OpenMP (Target Offloading)
Discussions
- The redesign of the memory globalization for GPUs is making progress. The original patch has been refined and entered the testing stage. Alone it will regress performance significantly but it opens the possibility to optimize the code further. The first optimization has been approved.
- A redesign of the device runtime has been started, based on earlier, smaller patches ([1], [2]). The overall process is not done but the various bugs in our OpenMP handling have been already found: [3], [4], [5].
Commits
- Initial support for the OpenMP 5.1
interop
directive has been committed. This adds basic parsing/sema/serialization support for#pragma omp interop
. - Only build one bitcode library for each SM on NVPTX targets.
- The AMDGPU host plugin is now built by default.
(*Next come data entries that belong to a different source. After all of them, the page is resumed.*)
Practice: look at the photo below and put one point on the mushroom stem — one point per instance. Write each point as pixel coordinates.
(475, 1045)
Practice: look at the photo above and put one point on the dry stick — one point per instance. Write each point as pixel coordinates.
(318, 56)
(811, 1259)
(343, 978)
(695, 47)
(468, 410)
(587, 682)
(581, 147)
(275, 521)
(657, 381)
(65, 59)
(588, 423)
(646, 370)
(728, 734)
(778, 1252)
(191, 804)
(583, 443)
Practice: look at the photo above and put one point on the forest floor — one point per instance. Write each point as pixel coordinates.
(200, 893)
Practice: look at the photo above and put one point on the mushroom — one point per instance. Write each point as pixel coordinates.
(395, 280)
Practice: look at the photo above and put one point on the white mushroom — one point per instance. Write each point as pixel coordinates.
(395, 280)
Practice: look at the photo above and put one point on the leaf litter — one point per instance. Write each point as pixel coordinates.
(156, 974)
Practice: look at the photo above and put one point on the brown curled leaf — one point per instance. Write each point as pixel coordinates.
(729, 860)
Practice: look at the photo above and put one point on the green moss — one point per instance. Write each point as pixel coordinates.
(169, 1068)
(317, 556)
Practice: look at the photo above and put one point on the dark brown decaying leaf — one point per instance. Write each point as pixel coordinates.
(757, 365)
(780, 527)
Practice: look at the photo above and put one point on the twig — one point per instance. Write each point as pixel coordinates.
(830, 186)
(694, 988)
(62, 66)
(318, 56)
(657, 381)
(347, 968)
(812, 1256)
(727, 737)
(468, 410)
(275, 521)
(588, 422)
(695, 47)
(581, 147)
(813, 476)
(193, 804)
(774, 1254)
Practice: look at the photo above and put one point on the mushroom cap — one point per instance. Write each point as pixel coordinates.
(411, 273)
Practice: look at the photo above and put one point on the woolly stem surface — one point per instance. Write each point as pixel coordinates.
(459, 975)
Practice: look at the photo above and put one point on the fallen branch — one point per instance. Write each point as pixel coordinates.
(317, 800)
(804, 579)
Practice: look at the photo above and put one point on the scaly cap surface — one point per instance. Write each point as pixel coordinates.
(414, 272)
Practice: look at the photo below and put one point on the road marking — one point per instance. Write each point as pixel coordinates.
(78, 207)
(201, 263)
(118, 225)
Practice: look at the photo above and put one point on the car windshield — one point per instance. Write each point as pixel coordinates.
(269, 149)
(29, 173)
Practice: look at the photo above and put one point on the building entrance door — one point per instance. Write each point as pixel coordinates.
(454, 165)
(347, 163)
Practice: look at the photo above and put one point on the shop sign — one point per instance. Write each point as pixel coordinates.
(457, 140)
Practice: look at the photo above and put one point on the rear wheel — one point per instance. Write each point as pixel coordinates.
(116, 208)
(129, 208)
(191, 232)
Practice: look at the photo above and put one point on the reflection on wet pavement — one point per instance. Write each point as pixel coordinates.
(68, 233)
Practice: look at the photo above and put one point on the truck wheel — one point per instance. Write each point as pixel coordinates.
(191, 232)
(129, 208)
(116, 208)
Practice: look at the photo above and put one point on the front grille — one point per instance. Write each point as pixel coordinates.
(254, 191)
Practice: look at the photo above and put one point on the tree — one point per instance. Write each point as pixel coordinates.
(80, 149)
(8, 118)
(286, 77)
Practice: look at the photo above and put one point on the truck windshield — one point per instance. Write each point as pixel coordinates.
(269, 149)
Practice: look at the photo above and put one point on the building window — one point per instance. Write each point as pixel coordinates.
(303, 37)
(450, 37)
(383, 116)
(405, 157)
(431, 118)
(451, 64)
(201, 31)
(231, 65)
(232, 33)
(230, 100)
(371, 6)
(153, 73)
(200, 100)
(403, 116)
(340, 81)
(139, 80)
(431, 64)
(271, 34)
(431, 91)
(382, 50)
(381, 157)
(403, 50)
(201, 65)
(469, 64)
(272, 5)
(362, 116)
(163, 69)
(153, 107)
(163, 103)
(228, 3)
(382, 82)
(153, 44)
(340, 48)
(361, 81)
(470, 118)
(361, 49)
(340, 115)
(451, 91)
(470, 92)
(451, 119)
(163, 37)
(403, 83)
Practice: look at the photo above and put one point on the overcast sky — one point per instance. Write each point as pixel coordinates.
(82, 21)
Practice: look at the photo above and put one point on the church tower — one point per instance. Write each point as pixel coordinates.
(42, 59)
- The AMDGPU device runtime was briefly built by default but there are issues if the AMDGPU target is not available and the patch has been reverted until those are cleared.
- As a middle step in the device runtime redesign we removed 20% of the memory allocated to support dynamic scheduling in favor of dynamic allocations. You will notice only the memory savings if you do not run dynamic schedules on the device (which you probably should not).
External Compilers
LLPC
- LLPC switched to using the upstream LLVM implementation of demote to helper. This is used by the discard-to-demote transformation that allows shaders with the
OpKill
SPIR-V instructions to behave like a helper invocation (seeOpDemoteToHelperInvocationEXT
) instead of terminating the thread.
Mesa
- Initial support for GFX90a AMDGPU landed.